Even before this, and through much of its long history, the Arsenal’s concentrated production facilities and standardized ship designs provided Venice with, to use Philip Hoffman’s term, “a comparative advantage in violence” and allowed a small country to project its military interests with surprising efficiency. Venice was more relevant, for a longer period, than it arguably should have been.
And the Venetians didn’t neglect improvements in ship design – the gun-platform galleaze that were so useful at Lepanto – were largely Venetian innovations. But as their trade routes declined, the Venetians seem to have avoided a full-throttle, dreadnought-like competition with emerging European powers – a pointless battle which they could not have won.
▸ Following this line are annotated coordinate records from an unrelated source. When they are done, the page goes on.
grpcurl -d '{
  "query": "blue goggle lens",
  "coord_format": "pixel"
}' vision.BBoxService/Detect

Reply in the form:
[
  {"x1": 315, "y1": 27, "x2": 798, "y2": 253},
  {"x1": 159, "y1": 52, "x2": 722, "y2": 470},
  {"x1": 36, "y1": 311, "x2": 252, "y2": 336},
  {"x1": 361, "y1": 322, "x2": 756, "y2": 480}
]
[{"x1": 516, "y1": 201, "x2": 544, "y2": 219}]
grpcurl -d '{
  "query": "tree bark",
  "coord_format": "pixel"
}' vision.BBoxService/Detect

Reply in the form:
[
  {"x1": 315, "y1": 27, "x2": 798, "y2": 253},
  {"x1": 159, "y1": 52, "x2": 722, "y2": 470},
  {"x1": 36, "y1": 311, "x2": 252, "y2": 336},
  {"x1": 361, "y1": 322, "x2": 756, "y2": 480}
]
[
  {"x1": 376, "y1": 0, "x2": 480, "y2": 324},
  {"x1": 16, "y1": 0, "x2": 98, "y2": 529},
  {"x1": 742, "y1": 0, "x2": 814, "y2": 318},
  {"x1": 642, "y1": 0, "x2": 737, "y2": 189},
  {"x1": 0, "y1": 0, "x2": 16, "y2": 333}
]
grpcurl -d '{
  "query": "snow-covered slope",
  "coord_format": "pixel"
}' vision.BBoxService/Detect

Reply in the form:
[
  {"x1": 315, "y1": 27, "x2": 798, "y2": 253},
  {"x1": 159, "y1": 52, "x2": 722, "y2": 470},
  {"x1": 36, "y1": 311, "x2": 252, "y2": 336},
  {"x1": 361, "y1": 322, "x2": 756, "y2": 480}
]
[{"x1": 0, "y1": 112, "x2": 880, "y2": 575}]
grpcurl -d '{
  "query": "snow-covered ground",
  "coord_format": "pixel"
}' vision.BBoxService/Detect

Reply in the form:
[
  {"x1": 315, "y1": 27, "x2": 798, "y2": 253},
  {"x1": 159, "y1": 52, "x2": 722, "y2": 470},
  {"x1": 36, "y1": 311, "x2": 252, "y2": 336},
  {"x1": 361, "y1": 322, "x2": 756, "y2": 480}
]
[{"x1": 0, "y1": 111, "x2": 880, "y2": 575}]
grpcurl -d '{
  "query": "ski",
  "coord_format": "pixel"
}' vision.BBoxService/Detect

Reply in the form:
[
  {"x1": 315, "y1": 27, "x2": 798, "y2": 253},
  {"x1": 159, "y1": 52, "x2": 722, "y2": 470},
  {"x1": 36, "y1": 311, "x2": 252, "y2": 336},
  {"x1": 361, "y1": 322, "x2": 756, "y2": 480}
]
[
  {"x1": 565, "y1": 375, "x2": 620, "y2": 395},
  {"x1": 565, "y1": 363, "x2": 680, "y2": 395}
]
To conclude, Formica’s depiction of Venetian history is typical of the current innovation trope, which suggests, via a kind of glib, innovation-trumps-all consultspeak, that any country (or company, which is the real point) could have ruled the world – and maintained its rule – had it only been more like Apple. Venice, like the clients of consultants like Formica, was “doomed to wither”, as are all who are satisfied with “success as usual” and become “set in their ways and never strive for new horizons”.
What romantic nonsense. We can pity the companies who become enthralled to such counsel; the Venetians, we can be sure, would have led its purveyors over the Bridge of Sighs. We should not exaggerate their accomplishments, or confuse simple longevity with exemplary performance, but – for reasons very different than those mentioned by Formica – the Venetians’ long-term record in confronting an increasingly dynamic, competitive world full of opportunities, dangers, and constraints is indeed one we moderns would do well to examine.
*To keep things simple, I’m omitting any reference here to the Venetian switch to manufacturing from entrepôt-based trade in the sixteenth century – another example of successful economic adjustment. See Lane, chapter 22.
The are many recent articles, monographs, and surveys on Venice. But since it drew the attention of the greats, why not read them? These writers provided the background for this post. Lane is the best first-stop.
Braudel, Fernand. Civilization and Capitalism 15th–18th Century, 1: The Structures of Everyday Life, 2: The Wheels of Commerce. 3: The Perspective of the World. Harper Collins, New York, 1985.
Braudel, Fernand. The Mediterranean and the Mediterranean world in the age of Philip II. 2 volumes. Univ of California Press, 1995.
Lane, Frederic Chapin. Venice, a maritime republic. JHU Press, 1973.
Lopez, Robert Sabatino. The commercial revolution of the Middle Ages, 950-1350. Cambridge University Press, 1976.
McNeill, William H. Venice: the hinge of Europe, 1081-1797. University of Chicago Press, 2009.